I will certainly benefit from your help in doing the wiring as I've never done this. Will send you an e-mail (or if you have a copy of that VFD and a wiring diagram you can e-mail me).
I'd like to get this running and then later on add a micro-switch (for the foot brake). Thanks again.

Van Huskey
07-06-2012, 12:39 AM
When you have it all "open" and doing the switch wiring ext, I would place a piece of bell/thermostat wire from the switch down to the foot brake (leaving several extra inches for hookup later) and back to the VFD so when you do wire the micro-switch you can do it all in the lower area without having to run all the wires.

Mike Delyster
07-06-2012, 12:50 AM
When you have it all "open" and doing the switch wiring ext, I would place a piece of bell/thermostat wire from the switch down to the foot brake (leaving several extra inches for hookup later) and back to the VFD so when you do wire the micro-switch you can do it all in the lower area without having to run all the wires.

Thats a good idea Van, it will make life simpler later.

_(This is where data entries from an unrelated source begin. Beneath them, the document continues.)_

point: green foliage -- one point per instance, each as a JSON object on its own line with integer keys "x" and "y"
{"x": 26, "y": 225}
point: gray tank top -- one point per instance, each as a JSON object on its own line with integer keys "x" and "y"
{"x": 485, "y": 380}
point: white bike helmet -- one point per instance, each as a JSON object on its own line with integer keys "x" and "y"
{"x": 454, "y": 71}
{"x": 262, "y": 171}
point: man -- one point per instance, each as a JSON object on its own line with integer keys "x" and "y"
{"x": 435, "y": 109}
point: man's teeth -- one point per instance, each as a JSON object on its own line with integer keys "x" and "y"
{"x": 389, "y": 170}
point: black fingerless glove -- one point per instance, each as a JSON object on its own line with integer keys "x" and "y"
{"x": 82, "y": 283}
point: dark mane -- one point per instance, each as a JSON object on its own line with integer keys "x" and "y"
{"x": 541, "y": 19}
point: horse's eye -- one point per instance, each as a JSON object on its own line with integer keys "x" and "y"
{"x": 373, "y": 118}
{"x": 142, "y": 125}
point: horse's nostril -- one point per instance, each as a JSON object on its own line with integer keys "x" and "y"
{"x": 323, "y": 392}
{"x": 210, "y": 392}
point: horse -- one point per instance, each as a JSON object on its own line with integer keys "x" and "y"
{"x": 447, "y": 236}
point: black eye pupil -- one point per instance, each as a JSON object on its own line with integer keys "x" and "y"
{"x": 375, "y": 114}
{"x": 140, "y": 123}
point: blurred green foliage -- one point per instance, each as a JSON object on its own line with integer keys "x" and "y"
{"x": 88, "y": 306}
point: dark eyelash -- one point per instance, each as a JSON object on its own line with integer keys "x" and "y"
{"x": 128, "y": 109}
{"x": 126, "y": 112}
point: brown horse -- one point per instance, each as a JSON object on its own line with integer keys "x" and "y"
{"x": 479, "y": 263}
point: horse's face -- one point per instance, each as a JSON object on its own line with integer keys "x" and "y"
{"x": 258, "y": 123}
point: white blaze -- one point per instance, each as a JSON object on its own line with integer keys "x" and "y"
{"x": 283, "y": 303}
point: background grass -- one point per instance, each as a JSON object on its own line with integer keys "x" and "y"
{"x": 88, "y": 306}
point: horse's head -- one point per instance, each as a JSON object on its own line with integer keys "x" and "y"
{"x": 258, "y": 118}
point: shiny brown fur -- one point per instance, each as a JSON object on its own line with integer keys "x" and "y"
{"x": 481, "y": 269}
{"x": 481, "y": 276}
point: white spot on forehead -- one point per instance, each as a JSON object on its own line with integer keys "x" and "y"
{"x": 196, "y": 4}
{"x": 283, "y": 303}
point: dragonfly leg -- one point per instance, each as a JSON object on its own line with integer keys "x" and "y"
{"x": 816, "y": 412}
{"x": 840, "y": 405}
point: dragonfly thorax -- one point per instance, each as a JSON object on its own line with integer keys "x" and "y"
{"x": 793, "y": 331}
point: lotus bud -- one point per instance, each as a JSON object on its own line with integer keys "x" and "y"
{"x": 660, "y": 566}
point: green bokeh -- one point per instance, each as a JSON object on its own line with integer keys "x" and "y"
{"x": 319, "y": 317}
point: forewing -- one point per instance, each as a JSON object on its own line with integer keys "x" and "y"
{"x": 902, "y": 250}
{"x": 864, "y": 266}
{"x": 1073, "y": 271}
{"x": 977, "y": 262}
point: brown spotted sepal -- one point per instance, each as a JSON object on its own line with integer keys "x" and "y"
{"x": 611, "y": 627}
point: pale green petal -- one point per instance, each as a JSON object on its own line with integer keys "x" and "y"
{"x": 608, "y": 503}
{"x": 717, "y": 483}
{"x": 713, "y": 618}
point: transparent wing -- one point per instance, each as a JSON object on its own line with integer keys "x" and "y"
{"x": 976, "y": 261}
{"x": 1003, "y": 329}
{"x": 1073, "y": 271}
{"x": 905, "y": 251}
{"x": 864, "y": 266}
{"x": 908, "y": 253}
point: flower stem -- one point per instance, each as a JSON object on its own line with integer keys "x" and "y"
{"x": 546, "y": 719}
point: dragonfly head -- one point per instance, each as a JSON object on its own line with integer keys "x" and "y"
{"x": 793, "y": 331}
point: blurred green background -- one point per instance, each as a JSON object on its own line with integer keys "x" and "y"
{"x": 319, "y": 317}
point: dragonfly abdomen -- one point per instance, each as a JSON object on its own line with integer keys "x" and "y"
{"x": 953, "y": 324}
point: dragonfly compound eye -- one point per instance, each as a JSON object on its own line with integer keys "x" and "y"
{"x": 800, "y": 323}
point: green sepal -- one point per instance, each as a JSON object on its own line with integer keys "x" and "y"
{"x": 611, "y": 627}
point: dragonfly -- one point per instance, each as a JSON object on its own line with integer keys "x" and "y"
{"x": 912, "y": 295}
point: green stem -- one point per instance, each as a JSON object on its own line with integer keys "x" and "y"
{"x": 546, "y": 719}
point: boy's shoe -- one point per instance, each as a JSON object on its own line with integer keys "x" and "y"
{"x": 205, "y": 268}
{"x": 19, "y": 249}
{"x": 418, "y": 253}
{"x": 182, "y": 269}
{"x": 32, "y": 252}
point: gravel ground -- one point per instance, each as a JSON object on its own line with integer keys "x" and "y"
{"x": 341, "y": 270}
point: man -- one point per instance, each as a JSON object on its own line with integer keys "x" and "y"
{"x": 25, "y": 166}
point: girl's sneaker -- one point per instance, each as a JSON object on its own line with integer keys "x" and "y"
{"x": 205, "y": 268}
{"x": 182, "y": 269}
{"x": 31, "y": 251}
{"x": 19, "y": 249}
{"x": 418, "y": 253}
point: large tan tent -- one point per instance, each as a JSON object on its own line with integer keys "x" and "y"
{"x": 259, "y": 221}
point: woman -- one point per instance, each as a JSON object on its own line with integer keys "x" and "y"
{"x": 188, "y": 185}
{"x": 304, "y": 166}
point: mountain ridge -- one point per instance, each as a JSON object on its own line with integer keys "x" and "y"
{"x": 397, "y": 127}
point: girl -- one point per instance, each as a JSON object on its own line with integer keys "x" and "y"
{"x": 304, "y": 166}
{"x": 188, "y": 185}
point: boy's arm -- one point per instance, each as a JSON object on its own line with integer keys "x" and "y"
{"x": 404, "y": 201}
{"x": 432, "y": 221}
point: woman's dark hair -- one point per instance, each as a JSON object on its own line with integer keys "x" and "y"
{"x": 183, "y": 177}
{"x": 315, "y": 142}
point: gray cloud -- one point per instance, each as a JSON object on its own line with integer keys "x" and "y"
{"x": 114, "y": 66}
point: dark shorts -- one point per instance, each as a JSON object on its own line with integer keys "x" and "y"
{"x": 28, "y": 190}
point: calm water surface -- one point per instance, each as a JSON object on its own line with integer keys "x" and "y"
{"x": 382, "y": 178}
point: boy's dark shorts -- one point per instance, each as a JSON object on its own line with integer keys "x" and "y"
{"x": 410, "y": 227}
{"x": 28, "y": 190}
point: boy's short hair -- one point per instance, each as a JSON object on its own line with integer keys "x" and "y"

Mreza I have instructions for that VFD, I will make up a drawing and make a list of where to set the parameters to get started, then you can always fine tune it from there.

Van Huskey
07-06-2012, 12:57 AM
Just as an FYI the printed manual with the FM50 will probably cover everything you need BUT if not the CDROM manual is far more complete.

Rick Fisher
07-06-2012, 1:19 AM
Van, its a Felder ..

Van Huskey
07-06-2012, 2:14 AM
Very nice Rick!

mreza Salav
07-06-2012, 11:10 AM
thanks folks. I'll wait for the unit to arrive to take a look at it and the manual. If I had more questions I'm sure I can use your help.

Kirk Poore
07-06-2012, 11:24 AM
thanks folks. I'll wait for the unit to arrive to take a look at it and the manual. If I had more questions I'm sure I can use your help.

If this is the first time you've seen a VFD manual, and you're not an electrical engineer, you'll be back with questions. The FM50 manuals are allegedly better than most, but they are in no way easy to figure out. There are no examples or tutorials, and the various function settings are, at best, sparsely described.

Kirk
who hopes things have gotten better over the last two years, but seriously doubts it...

Erik Loza
07-06-2012, 3:40 PM
Mreza, if you do this, please create a DIY thread. I have had several customers tell me over the years that they retrofitted VFD inverters to their saws and always asked them to email me some photos or whatever, but haven't seen any as of yet, and would really like to see how the end result looks/was wired/user feedback/etc. The process seems pretty straightforward but I have never personally done it, so it would be awesome if there was a thread I could point guys to and say, "Look, this is how you do it".

Thanks,

Erik Loza
Minimax USA

mreza Salav
07-06-2012, 3:55 PM
Erik, I'll try to post a step by step thread here.
I don't have a degree in electrical eng. but I'm not totally illiterate either ;)

mreza Salav
07-18-2012, 12:01 AM
Just a quick update: the VFD arrived late last week (and had to pay $41 to the ~@#!@ UPS for brokerage so they pay $9 tax to government :mad:)
Over the weekend I spent some time to remove all the wiring of the motor and use the VFD to run the bandsaw.
It worked pretty well (in the test case setting). First time I ran a 3phase motor :)
Now I have to put things back in place and find a location to mount/secure the VFD and find a switch to use to turn on/off the saw.
Since it will be a low voltage (12V) circuit I can use even a small toggle switch.
I have taken some photos and will take many more along the way and post in a separate thread but these have to wait a little longer as I'm super busy these days.

Rod Sheridan
07-18-2012, 8:57 AM
Good news, just remember to program it so it doesn't auto-restart after a power failure (if it's an option on that drive).................Regards, Rod.